Irene Mogaka

Medal record

Women's athletics

Representing Kenya

Commonwealth Games

= Irene Mogaka =

Kenyan long-distance runner

Irene Mogaka Kemunto (born 10 January 1985) is a Kenyan long-distance runner who competes in the marathon.

She began running at national level around 2005 and took second at the Kisii cross country meet that year. She made her marathon debut at the Nairobi International Marathon and finished in tenth place with a time of 2:48:27. She improved her time to 2:41:12 with a fifth-place finish at the 2007 edition of the Mumbai Marathon.
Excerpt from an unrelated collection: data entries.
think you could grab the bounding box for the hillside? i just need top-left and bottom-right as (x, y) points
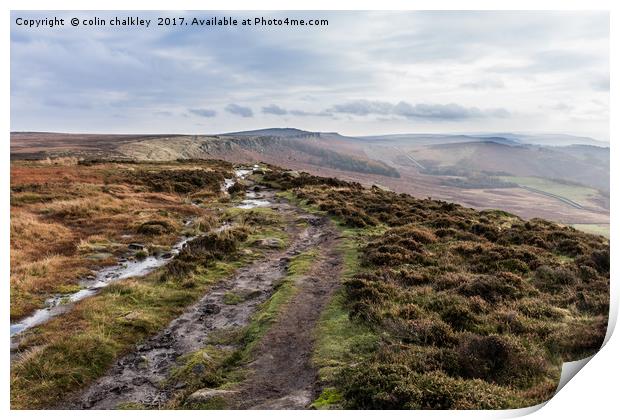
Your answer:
(10, 130), (609, 233)
(10, 159), (609, 409)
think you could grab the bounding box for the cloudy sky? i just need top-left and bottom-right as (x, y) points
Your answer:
(11, 11), (609, 141)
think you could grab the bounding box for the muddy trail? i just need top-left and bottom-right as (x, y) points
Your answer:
(69, 189), (343, 410)
(231, 231), (342, 409)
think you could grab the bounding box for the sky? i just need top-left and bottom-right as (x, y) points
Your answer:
(10, 11), (609, 141)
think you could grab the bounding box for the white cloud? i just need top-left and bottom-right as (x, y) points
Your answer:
(10, 11), (609, 141)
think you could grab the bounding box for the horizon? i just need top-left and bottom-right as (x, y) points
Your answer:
(9, 127), (610, 144)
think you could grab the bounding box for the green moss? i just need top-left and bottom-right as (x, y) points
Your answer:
(223, 292), (244, 305)
(311, 387), (344, 409)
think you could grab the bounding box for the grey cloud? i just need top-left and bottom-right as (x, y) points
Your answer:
(550, 103), (574, 111)
(260, 105), (332, 118)
(225, 104), (253, 118)
(262, 104), (288, 115)
(330, 100), (393, 116)
(189, 108), (217, 118)
(329, 100), (509, 120)
(289, 109), (333, 117)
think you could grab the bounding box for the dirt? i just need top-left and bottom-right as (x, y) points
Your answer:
(68, 188), (343, 410)
(231, 225), (342, 409)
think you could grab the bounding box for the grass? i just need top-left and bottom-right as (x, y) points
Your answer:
(10, 160), (230, 320)
(10, 257), (246, 409)
(571, 224), (610, 238)
(498, 176), (602, 207)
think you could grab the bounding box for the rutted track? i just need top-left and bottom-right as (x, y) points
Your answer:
(69, 190), (342, 409)
(231, 229), (342, 409)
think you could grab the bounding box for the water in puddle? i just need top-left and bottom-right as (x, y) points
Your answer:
(236, 190), (271, 209)
(222, 178), (235, 192)
(10, 236), (193, 339)
(10, 165), (265, 341)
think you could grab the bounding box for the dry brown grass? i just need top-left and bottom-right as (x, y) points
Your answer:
(10, 160), (230, 320)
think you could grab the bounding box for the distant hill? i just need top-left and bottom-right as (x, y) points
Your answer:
(223, 128), (318, 138)
(359, 132), (608, 148)
(10, 129), (609, 228)
(403, 140), (609, 192)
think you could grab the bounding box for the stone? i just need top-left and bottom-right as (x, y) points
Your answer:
(128, 243), (146, 250)
(186, 388), (237, 404)
(254, 238), (283, 249)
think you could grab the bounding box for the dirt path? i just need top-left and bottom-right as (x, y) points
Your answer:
(69, 191), (342, 409)
(231, 225), (342, 409)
She was crowned the 5000 metres provincial champion for the Nyanza Province in June that year. She ran at the Rock 'n' Roll Las Vegas Marathon at the end of the year and was runner-up behind Sylvia Skvortsova, taking her best time to 2:36:15.

Her 2008 season was highlighted by a run of 2:38:22 for fifth place at the Toronto Marathon. She focused solely on the marathon in 2009 and started with a third-place finish at the Mumbai Marathon in January. She knocked six minutes of her marathon best at the Los Angeles Marathon to record 2:30:10 for fifth place. Her third marathon of the year was the Singapore Marathon but her race was slow and she finished in ninth place.

She ran at the Berlin Half Marathon at the start of 2010 and set a half marathon best of 1:11:38 and finished sixth overall. She ran the second fastest race of her career at the Vienna City Marathon in April, clocking 2:31:28 to finish as runner-up behind Hellen Kimutai. She ran for Kenya at the 2010 Commonwealth Games and was leading the race in the final stages. However, her compatriot Irene Jerotich Kosgei overtook her in the last three kilometres and Mogaka finished eleven seconds behind her to record a time of 2:34:43 and win the silver medal. She competed again in India at the Mumbai Marathon in January the following year, but managed only eighth place in the race.

She was the sole Kenyan entrant at the Osaka Women's Marathon and finished seventh overall.